Alors, finalement, qu'importe le fait que j'ai peut-être "vendu" des souliers trop petits ou trop grands si j'ai au moins réussi à redonner à quelqu'un le goût de continuer à marcher.

vendredi 15 mars 2013

Le vaste néant maternel

Il aura fallu une femme, bien entendu, pour que je puisse enfin accoler des mots au malaise qui me tripatouille les entrailles depuis quelques semaines. En fait, l'expression a été traduite de l'anglais par la journaliste Isabelle Paré qui nous raconte l'histoire de Sharon Hapton, une maman Albertaine férue de potages réconfortants, qui a décidé d'assouvir son nurture void en cuisinant des bouillons pour réchauffer les âmes blessées. Je vous invite vivement à lire l'article Une soupe vraiment populaire dans l'édition d'aujourd'hui du journal Le Devoir pour en apprendre davantage sur cette idée pleine de bon sens qui vise à combler un vide intérieur en remplissant des estomacs.

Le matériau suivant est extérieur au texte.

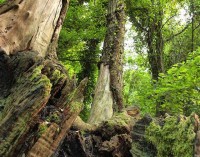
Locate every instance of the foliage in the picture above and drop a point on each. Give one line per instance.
(79, 43)
(177, 90)
(1, 1)
(180, 86)
(175, 138)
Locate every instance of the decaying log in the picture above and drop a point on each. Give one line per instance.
(48, 143)
(30, 25)
(39, 89)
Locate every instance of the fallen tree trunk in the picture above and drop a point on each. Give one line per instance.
(38, 102)
(41, 93)
(123, 135)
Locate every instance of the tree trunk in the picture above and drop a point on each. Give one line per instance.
(37, 102)
(108, 92)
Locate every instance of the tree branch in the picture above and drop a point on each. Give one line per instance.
(174, 35)
(168, 20)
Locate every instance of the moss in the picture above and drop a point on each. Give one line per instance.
(36, 72)
(121, 119)
(76, 106)
(56, 76)
(175, 138)
(54, 117)
(42, 128)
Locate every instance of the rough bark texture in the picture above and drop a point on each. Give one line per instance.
(37, 102)
(29, 25)
(124, 136)
(102, 107)
(110, 66)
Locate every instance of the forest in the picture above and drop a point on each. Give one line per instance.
(99, 78)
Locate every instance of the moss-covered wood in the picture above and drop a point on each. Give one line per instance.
(40, 93)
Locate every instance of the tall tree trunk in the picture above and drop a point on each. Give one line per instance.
(36, 104)
(155, 46)
(108, 92)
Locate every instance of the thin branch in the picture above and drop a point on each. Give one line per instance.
(137, 24)
(81, 60)
(168, 20)
(196, 27)
(174, 35)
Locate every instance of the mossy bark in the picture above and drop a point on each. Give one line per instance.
(108, 93)
(37, 85)
(38, 102)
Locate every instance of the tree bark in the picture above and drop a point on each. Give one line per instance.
(30, 25)
(38, 102)
(108, 92)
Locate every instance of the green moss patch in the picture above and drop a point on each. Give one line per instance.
(174, 138)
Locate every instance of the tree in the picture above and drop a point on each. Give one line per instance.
(36, 92)
(108, 92)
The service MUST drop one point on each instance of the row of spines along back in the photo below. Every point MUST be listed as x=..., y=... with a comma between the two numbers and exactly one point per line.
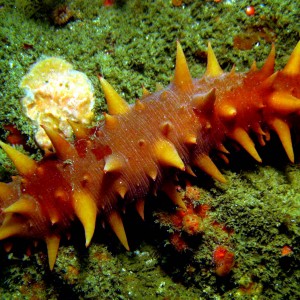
x=282, y=103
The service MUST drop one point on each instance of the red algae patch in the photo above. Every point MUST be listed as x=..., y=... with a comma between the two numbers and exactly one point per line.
x=56, y=94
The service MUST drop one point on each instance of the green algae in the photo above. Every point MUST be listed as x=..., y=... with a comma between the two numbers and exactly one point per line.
x=131, y=44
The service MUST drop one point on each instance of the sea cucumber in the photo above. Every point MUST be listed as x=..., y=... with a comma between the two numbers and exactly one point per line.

Mais permettez-moi un instant de revenir à mon propre néant, celui qui explique en partie mon silence et mon manque d'inspiration devant l'écran blanc. Disons que même avant d'avoir lu l'article de ce matin, j'avais déjà une bonne idée de la provenance de mon mal-être. J'étais simplement découragée de constater que ce sentiment continuait de m'habiter bien après le départ de mes deux oisillons. Faut croire que j'avais sous-estimé la puissance du vaste néant maternel. Bref, je vous résume rapidement comment je me percevais. Vous allez constater que les images sont, hum, probablement exagérées mais assurément exacerbées par mon tourbillon émotionnel.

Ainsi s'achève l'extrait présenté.